Por otro lado, que el Estado utilice recursos que provienen del sector privado no significa necesariamente que los malgaste. Tampoco el mercado —más precisamente, los empresarios— tienen una capacidad infalible para asignar eficientemente los recursos; también cometen errores de inversión. Por eso, el Estado debe diseñar mecanismos que aseguren un uso eficiente y eficaz del gasto público.
Mazzucato advierte que no existen pruebas concluyentes de que las desgravaciones fiscales aplicadas a la investigación y el desarrollo (I+D), tanto para grandes como para pequeñas empresas, sean efectivas. Además, estas exenciones fiscales suelen generar una redistribución regresiva del ingreso y limitan la capacidad del Estado para asumir nuevos riesgos en innovación.
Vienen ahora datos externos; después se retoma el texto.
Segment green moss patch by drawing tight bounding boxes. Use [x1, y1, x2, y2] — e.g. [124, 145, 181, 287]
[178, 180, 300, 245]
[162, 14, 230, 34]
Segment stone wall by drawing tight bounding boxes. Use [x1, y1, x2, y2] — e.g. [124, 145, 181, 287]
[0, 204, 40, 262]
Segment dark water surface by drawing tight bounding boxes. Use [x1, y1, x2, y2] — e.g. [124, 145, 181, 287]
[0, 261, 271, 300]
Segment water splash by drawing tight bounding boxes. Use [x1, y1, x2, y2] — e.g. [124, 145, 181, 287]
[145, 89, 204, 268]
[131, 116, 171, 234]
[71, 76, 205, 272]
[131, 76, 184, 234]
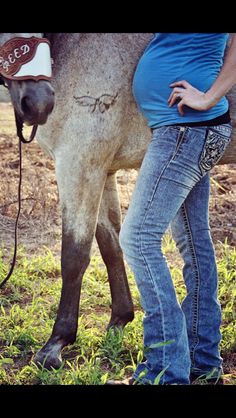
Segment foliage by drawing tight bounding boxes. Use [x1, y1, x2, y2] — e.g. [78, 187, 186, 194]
[0, 236, 236, 385]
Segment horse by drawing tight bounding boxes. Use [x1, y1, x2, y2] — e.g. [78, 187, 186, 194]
[0, 33, 236, 369]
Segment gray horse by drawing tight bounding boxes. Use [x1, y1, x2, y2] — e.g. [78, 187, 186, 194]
[0, 33, 236, 368]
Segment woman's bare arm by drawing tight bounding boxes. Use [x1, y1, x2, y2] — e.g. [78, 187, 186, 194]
[168, 34, 236, 116]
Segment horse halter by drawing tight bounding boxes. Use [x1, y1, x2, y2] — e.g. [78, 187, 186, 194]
[0, 37, 52, 288]
[0, 36, 52, 143]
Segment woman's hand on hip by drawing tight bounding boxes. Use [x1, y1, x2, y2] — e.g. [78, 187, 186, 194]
[168, 80, 214, 116]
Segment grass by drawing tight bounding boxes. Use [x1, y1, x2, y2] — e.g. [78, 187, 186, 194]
[0, 235, 236, 385]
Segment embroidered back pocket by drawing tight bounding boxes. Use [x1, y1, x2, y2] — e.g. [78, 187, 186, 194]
[199, 128, 232, 174]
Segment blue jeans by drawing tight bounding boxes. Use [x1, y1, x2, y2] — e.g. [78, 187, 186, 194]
[120, 124, 232, 384]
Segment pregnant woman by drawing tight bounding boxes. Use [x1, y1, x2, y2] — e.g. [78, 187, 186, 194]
[110, 33, 236, 385]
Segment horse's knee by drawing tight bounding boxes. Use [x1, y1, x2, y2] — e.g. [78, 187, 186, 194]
[119, 221, 138, 255]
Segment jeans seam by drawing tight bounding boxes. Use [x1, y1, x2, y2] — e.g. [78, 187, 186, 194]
[182, 203, 200, 367]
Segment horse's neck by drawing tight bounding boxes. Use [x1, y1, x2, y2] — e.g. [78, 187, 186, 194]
[47, 33, 152, 65]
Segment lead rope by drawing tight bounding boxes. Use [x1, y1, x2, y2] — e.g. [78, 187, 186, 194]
[0, 111, 38, 289]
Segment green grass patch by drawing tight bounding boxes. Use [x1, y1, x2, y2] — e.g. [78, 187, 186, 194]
[0, 236, 236, 385]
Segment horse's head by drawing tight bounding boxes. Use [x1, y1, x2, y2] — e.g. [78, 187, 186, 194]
[0, 33, 54, 125]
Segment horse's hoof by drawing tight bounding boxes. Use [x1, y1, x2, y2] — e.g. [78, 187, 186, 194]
[32, 350, 62, 370]
[107, 311, 134, 329]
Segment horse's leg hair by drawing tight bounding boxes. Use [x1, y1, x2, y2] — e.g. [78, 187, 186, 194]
[96, 174, 134, 327]
[34, 152, 107, 369]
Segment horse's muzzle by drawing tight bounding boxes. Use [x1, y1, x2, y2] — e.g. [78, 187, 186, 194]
[19, 81, 54, 125]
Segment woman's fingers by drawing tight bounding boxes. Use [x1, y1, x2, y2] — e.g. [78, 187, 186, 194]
[170, 80, 191, 89]
[168, 88, 184, 107]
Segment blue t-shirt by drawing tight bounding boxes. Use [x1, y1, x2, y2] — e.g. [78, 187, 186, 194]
[133, 33, 228, 128]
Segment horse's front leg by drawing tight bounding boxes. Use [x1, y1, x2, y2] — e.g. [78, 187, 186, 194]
[34, 155, 106, 368]
[96, 174, 134, 328]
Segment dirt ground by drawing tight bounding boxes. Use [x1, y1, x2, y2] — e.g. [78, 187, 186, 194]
[0, 103, 236, 256]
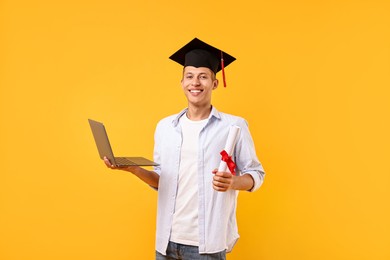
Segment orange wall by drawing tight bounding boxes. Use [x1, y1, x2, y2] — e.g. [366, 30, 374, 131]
[0, 0, 390, 260]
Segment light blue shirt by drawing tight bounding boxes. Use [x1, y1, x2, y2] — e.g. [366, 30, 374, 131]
[154, 107, 264, 255]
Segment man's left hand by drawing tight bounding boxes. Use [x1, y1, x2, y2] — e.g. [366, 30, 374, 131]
[213, 169, 236, 192]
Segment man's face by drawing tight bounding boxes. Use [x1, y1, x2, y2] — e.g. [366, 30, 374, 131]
[181, 66, 218, 107]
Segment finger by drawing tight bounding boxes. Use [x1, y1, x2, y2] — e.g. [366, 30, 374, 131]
[213, 182, 228, 191]
[103, 157, 116, 169]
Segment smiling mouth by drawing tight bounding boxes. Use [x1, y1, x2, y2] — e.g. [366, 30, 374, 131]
[189, 89, 203, 93]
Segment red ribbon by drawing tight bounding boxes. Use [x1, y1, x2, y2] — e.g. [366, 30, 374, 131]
[221, 150, 236, 175]
[221, 51, 226, 88]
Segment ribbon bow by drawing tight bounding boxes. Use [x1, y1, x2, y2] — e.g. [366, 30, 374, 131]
[221, 150, 236, 175]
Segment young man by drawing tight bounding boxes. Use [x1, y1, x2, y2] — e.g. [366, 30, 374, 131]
[105, 38, 264, 260]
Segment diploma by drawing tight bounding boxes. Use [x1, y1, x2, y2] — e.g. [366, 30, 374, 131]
[218, 125, 241, 174]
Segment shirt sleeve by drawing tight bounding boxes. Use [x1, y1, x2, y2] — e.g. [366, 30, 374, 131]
[234, 119, 265, 192]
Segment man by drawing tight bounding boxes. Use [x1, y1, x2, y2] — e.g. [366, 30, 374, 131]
[105, 38, 264, 260]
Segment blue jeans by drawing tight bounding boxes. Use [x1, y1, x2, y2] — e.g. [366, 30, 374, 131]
[156, 242, 226, 260]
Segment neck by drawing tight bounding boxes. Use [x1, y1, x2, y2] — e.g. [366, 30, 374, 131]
[187, 105, 212, 121]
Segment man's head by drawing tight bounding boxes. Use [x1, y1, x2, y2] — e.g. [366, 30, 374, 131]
[169, 38, 235, 88]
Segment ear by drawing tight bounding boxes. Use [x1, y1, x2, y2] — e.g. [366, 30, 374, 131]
[213, 79, 219, 89]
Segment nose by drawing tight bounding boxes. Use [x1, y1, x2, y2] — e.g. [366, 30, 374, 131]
[191, 77, 200, 86]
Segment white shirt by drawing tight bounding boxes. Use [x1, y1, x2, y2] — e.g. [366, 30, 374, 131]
[154, 107, 264, 255]
[170, 115, 208, 246]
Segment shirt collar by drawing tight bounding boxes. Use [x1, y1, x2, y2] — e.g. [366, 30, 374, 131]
[172, 106, 221, 127]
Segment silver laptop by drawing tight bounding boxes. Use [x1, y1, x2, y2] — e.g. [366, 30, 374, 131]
[88, 119, 158, 167]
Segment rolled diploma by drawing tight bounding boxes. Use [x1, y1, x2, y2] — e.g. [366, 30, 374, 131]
[218, 125, 241, 172]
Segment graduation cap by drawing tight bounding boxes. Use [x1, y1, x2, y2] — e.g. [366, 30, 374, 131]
[169, 38, 236, 87]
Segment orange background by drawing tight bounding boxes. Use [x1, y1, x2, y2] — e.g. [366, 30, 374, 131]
[0, 0, 390, 260]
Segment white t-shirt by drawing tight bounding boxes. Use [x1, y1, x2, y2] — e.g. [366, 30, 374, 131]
[170, 115, 208, 246]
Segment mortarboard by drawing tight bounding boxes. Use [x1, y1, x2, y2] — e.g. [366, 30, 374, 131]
[169, 38, 236, 87]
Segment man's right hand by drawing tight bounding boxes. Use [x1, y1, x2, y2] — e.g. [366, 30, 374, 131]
[103, 156, 118, 170]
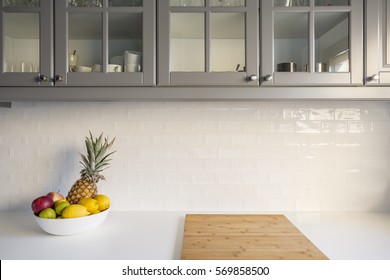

En este sentido, resulta preferible que el Estado recaude estos ingresos y sea él mismo quien encare procesos de innovación, invirtiendo, por ejemplo, en parques científicos y tecnológicos.
Lo que el Estado no debe hacer es ocupar un rol subordinado en relación con el mercado, funcionando como fuerza de trabajo gratuita. Es decir, no debe asumir los riesgos y realizar esfuerzos en I+D para luego dejar los beneficios en manos exclusivas del sector privado. Una cosa es que el Estado comparta beneficios con el sector privado como parte de una estrategia de impulso, y otra muy distinta es que se subordine a intereses particulares que no siempre coinciden con el interés nacional.
Por lo tanto, es fundamental que se establezca una relación en la que tanto el sector público como el privado compartan riesgos y beneficios en los procesos de innovación. Dado que invertir en I+D conlleva altos niveles de riesgo y resultados a mediano o largo plazo, el sector privado no siempre encuentra incentivos suficientes para hacerlo por su cuenta. En este contexto, es lógico que el Estado intervenga. Sin embargo, esta intervención debe estar acompañada de una justa retribución de beneficios, proporcional al riesgo asumido, que permita financiar nuevos procesos innovadores.
Un ejemplo emblemático de esta complementariedad entre Estado y sector privado es la creación del iPhone. Aunque este producto fue desarrollado por Apple, muchas de sus tecnologías fundamentales —como internet, GPS y pantallas táctiles— fueron financiadas inicialmente por el Estado.
Bibliografía
Albrieu, R., López, A., Rozenwurcel, G. Recursos naturales y el retorno de la agenda del desarrollo en América del Sur.
Mazzucato, M. El Estado emprendedor. Mitos del sector público frente al privado.